Architecture competition "Hong Kong Pixel Homes" 1st prize winners

We’d like to take the opportunity to introduce you to the winner of the 1st prize of our “Hong Kong Pixel Homes ” competition - Lap Chi Kwong, Alison Von Glinow and Kevin Lamyuktseung from USA!

1st prize winners Lap Chi Kwong and Alison Von Glinow

In collaboration with Kevin Lamyuktseung

Kwong Von Glinow Design Office was founded by Lap Chi Kwong and Alison Von Glinow in December 2016 in Chicago. Our office currently has a total of four employees. Prior to opening our office, we have a total of 7 years of working experience at Herzog & de Meuron in Basel, Switzerland. Lap Chi was also a design researcher for Wang Shu at Amateur Architecture Studio in Hangzhou, China. Alison has also collaborated with SOM in both the Chicago and New York offices. Both Lap Chi and Alison completed their Masters of Architecture at Harvard University Graduate School of Design.

Brief information about the projects that you/your company have been involved with. For instance what scale have you focused on/preferred, any significant projects where company/ individuals have been involved?

Our firm splits our design time between competitions and commissions. Since beginning our company, we have won 1st prize in two international competitions in the last five months. The first was for our project titled The Grand Lattice, which created landmark viewing decks at underpass intersections along Lake Shore Drive in Chicago. The second competition we won was our proposal Table Top Apartments for Bee Breeder’s New York Affordable Housing Competition. When we opened our firm, we decided we wanted to develop our own portfolio of projects as we are interested in gaining as commissions, so we have curated the type of competitions we enter based on what we would like to build.

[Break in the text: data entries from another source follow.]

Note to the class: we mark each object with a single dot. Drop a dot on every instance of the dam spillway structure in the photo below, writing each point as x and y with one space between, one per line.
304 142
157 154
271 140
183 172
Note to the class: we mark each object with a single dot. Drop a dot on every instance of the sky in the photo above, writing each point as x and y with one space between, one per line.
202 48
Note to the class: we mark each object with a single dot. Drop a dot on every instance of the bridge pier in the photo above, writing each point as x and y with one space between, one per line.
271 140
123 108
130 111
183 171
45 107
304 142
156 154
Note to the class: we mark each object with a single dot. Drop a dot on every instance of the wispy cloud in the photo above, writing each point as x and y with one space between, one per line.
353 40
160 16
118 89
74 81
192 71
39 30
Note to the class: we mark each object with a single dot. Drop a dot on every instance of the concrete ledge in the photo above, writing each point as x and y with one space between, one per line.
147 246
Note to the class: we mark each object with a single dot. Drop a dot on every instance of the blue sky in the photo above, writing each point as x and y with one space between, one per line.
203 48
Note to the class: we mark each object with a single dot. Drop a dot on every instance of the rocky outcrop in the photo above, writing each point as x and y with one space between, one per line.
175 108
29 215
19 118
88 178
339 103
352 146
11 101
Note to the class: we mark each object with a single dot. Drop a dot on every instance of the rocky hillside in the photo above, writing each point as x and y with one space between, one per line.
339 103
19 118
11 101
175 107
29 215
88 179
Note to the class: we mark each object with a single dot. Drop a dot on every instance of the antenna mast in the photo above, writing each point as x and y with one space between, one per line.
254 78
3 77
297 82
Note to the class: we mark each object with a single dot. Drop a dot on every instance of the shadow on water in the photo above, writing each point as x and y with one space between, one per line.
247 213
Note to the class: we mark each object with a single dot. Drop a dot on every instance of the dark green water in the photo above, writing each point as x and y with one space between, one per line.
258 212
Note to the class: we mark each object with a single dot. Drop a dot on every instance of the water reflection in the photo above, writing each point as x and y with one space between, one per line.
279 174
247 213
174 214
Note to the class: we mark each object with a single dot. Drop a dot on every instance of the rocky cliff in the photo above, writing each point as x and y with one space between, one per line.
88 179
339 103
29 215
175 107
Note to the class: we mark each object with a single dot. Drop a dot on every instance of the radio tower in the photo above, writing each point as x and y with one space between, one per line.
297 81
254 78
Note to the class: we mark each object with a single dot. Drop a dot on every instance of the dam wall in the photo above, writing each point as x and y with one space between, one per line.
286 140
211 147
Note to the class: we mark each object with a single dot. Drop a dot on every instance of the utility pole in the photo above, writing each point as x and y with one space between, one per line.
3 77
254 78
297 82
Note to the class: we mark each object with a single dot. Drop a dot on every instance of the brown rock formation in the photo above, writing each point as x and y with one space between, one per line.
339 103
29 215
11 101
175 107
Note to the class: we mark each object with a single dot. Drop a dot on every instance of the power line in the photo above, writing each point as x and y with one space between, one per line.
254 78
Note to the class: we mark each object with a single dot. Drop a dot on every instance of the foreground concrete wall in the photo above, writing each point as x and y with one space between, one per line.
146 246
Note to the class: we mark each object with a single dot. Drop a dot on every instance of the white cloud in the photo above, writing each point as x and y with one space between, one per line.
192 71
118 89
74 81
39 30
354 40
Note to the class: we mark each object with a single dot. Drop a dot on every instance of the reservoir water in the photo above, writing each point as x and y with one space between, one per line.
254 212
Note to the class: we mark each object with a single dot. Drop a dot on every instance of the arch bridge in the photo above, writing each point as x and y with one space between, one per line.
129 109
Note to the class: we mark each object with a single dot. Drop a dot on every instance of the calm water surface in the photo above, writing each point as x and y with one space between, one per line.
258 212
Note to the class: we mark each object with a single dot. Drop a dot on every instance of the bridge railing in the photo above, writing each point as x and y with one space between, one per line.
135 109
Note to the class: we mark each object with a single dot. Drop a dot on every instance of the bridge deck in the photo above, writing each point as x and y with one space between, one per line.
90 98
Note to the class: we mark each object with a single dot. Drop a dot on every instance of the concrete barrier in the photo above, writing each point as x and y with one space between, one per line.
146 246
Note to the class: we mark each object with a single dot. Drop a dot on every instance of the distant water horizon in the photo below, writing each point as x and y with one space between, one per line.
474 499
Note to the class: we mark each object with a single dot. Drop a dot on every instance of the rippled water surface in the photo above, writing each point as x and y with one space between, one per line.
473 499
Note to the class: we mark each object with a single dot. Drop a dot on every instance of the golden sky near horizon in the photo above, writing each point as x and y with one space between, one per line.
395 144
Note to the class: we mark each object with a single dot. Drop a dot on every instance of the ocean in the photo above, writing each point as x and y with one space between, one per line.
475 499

We are currently working on several residential remodels in both Chicago and Hong Kong. We are grateful to have these small residential projects within the first several months of our firm. We have been enjoying designing and engaging with the clients on every little detail for these projects. We understand that what we make has to be beautiful, functional, and fit the way they will use the space.

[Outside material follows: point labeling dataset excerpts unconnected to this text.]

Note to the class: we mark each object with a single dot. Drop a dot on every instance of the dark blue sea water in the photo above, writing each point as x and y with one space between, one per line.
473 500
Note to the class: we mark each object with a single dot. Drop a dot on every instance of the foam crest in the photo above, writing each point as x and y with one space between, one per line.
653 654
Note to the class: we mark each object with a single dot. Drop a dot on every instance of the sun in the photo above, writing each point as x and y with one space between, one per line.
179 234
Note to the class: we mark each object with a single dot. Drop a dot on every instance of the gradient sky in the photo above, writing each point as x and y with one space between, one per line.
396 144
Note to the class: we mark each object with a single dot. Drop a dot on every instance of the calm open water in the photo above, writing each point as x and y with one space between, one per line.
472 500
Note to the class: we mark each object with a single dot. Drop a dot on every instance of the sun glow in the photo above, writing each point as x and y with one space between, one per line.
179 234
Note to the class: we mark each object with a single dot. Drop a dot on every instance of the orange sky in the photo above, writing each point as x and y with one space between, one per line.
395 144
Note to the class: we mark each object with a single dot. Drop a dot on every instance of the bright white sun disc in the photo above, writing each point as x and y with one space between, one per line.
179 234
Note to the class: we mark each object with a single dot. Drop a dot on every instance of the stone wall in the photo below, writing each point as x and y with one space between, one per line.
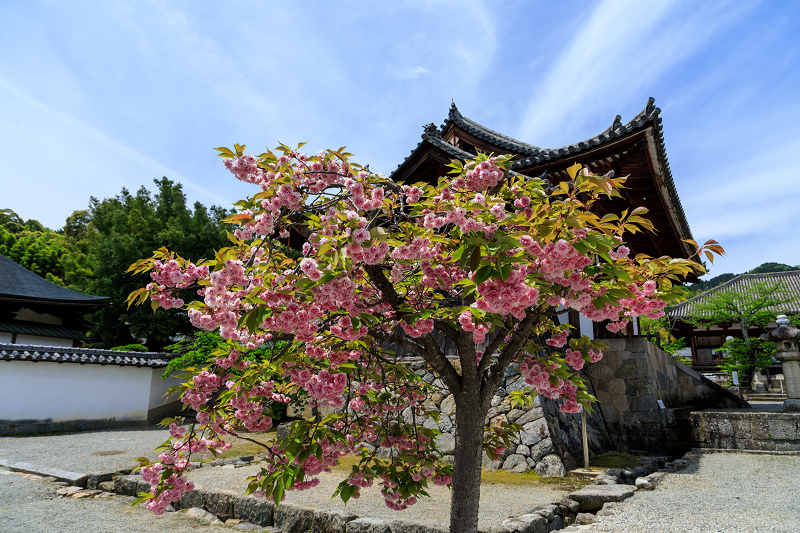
629 381
746 431
550 442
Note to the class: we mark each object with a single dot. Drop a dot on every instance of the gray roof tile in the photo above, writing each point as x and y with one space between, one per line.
17 283
790 288
57 354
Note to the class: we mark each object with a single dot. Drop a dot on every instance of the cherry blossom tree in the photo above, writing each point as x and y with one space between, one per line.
485 258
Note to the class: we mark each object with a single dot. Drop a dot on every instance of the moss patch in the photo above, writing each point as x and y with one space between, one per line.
532 478
241 447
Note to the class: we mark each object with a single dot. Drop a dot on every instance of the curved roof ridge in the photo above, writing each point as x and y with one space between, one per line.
684 308
20 284
617 129
482 132
56 354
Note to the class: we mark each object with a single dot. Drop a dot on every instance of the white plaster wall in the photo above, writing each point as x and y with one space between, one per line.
587 327
67 391
36 340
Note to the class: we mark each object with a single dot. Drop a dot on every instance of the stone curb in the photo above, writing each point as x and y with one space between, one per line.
566 515
73 478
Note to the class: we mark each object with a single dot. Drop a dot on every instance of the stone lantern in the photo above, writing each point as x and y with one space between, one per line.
786 340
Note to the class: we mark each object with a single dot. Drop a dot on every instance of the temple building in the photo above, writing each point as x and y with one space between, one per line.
635 149
48 383
705 342
38 312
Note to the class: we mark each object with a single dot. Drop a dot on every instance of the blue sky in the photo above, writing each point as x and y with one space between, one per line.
96 96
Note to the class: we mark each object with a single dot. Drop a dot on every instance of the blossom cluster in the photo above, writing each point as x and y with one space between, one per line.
355 221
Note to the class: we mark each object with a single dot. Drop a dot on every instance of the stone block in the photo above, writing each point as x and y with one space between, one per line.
94 479
514 414
568 506
448 405
530 416
291 518
742 428
192 498
547 511
220 504
620 403
781 429
533 432
254 510
489 464
202 514
368 525
760 430
127 485
446 443
616 386
73 478
332 521
550 466
593 497
555 524
515 463
401 526
536 522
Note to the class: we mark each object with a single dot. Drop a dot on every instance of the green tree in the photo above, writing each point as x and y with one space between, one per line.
124 228
660 330
389 267
748 307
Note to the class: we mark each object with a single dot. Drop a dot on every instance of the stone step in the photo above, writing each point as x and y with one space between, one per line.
766 396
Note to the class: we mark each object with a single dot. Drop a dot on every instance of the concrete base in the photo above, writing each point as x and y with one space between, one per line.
792 405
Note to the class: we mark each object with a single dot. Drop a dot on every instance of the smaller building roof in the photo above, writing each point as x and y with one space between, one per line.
743 283
41 330
57 354
18 284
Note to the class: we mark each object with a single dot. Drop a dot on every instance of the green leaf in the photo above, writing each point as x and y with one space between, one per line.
483 274
505 271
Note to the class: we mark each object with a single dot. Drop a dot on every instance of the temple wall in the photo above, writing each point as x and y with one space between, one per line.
47 396
631 379
37 340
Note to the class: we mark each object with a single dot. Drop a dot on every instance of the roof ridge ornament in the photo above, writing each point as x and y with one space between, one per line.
651 109
431 129
454 113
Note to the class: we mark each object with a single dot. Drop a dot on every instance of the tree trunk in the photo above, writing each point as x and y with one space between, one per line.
471 412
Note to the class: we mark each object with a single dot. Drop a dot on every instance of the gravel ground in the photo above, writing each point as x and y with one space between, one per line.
721 492
30 505
76 452
498 501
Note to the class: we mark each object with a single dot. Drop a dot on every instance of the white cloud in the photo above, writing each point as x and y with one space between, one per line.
411 74
68 160
625 45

Our professional background has focused on large scale projects such as those we worked on while at Herzog & de Meuron, like the M+ Museum in Hong Kong, the Vancouver Art Gallery, and Chelsea’s Stamford Bridge Stadium, in addition to projects like Zhong Hong Tower in Beijing while at SOM. We have loved engaging with these cultural designs for international cities. From working on these projects, we have seen first-hand how architecture has the power to shape the physical presence of society.

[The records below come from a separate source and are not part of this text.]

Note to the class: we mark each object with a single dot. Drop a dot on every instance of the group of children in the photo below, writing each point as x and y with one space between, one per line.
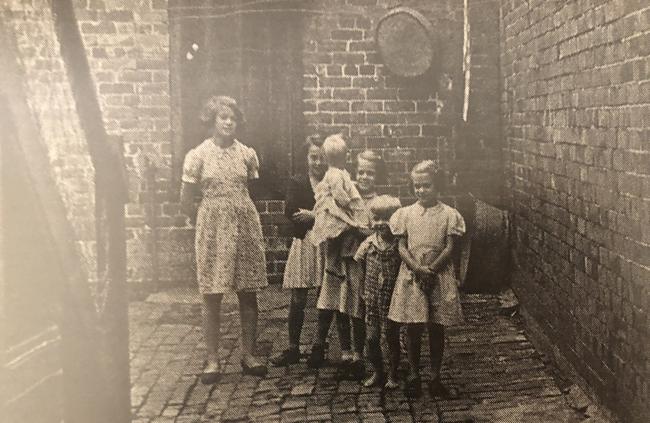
385 266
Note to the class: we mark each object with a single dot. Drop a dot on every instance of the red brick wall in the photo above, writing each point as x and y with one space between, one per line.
128 51
50 98
346 88
575 111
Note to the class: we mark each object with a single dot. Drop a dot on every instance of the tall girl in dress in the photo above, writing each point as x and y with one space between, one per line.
342 296
426 291
304 267
229 244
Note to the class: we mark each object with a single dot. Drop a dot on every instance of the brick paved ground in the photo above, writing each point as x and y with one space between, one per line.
498 373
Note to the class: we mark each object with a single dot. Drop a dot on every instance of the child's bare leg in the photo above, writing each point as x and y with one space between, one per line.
325 318
413 348
248 319
374 355
343 330
296 316
392 338
436 347
317 355
211 313
358 337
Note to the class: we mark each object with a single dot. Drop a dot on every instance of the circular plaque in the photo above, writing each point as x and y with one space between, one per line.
404 40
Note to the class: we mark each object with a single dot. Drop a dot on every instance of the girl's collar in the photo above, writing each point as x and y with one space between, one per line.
368 195
232 144
432 206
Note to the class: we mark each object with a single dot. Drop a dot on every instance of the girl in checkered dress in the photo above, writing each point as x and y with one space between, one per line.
426 291
380 257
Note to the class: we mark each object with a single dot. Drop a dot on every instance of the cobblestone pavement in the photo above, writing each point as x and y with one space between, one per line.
499 375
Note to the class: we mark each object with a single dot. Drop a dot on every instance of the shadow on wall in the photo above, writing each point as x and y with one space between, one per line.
488 269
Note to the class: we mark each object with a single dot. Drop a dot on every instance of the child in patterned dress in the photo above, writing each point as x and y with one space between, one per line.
380 256
426 292
338 205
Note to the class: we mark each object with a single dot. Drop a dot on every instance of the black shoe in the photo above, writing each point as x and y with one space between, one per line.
286 357
413 386
437 389
354 370
210 378
258 370
317 356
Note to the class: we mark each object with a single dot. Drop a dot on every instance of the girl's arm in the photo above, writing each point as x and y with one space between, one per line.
188 206
410 261
445 255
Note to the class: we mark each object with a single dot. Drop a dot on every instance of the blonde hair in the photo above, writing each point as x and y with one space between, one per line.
427 167
384 205
335 149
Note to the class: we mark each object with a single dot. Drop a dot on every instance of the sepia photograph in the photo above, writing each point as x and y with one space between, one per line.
324 211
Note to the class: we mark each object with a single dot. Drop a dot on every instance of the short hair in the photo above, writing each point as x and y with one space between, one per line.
335 147
376 159
431 168
428 167
384 205
313 140
209 110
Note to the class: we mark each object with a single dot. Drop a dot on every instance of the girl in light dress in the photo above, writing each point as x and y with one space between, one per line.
304 269
379 256
341 290
426 291
228 240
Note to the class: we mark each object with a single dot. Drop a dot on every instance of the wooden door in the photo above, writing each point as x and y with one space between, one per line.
254 56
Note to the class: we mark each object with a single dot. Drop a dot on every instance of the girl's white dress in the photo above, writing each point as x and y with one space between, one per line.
345 295
426 230
229 244
337 204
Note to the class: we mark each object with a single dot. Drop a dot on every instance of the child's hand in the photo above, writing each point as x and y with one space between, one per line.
303 216
423 272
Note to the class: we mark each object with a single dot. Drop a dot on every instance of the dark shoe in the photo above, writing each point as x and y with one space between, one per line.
286 357
210 378
317 357
258 370
437 389
355 370
413 386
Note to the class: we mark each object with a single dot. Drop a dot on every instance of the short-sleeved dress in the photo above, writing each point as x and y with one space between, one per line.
229 243
338 203
305 262
426 229
345 295
381 265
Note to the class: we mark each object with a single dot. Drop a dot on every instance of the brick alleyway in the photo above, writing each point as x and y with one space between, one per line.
489 360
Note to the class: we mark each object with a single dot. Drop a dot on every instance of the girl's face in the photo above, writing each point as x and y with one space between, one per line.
225 123
366 175
425 190
380 226
316 162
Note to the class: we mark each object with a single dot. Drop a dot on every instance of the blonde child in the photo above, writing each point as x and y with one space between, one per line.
338 203
342 295
428 231
380 257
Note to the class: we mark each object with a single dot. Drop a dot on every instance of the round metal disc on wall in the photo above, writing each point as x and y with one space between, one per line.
405 42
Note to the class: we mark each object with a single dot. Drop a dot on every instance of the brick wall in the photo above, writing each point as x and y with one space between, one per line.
127 44
346 88
575 110
50 98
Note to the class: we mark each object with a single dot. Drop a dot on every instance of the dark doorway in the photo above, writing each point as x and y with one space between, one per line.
255 56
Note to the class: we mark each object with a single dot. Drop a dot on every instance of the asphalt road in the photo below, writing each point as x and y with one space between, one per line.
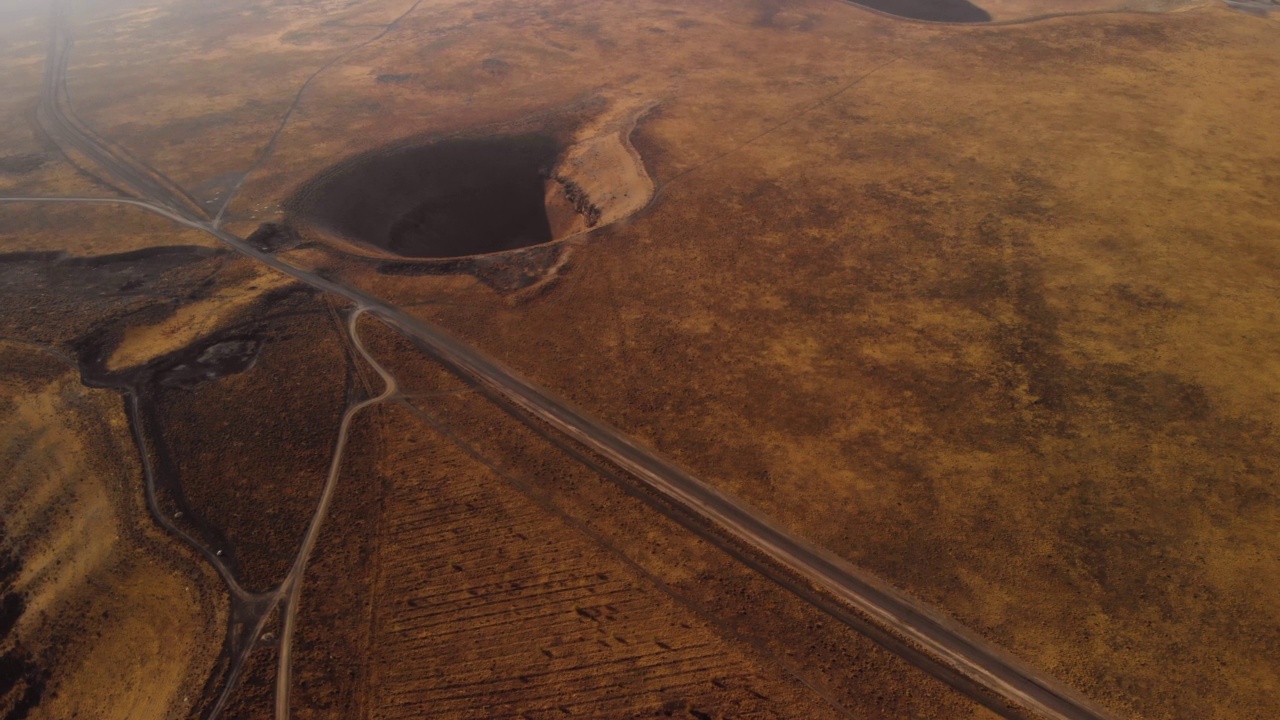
946 641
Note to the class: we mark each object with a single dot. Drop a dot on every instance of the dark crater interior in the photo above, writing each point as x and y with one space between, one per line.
446 199
933 10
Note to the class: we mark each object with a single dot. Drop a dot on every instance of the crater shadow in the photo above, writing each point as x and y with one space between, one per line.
446 199
932 10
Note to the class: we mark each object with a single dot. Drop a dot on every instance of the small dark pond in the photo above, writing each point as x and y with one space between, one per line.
446 199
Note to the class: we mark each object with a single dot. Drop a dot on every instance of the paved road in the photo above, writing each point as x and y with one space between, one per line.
944 639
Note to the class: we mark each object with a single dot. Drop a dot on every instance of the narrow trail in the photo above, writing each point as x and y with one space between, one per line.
905 625
292 586
297 101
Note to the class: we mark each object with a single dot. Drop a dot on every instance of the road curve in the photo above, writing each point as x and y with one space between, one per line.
945 639
920 625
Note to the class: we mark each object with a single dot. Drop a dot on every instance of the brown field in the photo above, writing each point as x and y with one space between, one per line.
987 310
112 621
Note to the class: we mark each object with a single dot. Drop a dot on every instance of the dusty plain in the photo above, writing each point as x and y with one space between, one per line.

What does architecture mean to you and what is the role of the architect in your society?

We have been very fortunate to live and work in many international cities: Basel, Copenhagen, Rome, Venice, Chicago, New York City, Tokyo, and Hong Kong – just in the last ten years. As such, we see our role as architectural designers defined not by a single society, but rather shaped by the global society. For us, architecture means to engage with its local surroundings, and to welcome any user from any society. From the many residential, commercial, and cultural projects we have worked on at Herzog & de Meuron and SOM, we have learned that a great architectural project does not limit itself to its location, but can become an international attractor. Our interest is in architecture that is enlivened by the present, incorporated into its surrounding environment, and, most important of all, related to its user. Our architecture creates physical spaces that people enjoy spending time in.

Why do you participate in architecture vision competitions?

We participate in architecture vision competitions when we find extra time in our office work. The value we find in participating in these competitions is that it builds our vision, challenges us to think of design issues that we do not work with everyday, and brings more and more ideas into our firm’s oeuvre. It is a great way for us to be inventive and to be engaged in what is relevant in the discipline.

What advice would you give to individuals who struggle to decide whether it would be beneficial for them to participate in architecture vision competitions?

We have been very selective about the competitions we enter. The first question we ask ourselves is, it this the right project for us? We look through the brief and ask, is it a relevant topic for us to address, and is there something that we can bring to the table? We want to do projects where there is the potential to take something that is ordinary - whether it is a run-down warehouse or a super block of blank-slate land – and turn it into something that can serve and make the place more enjoyable in the future.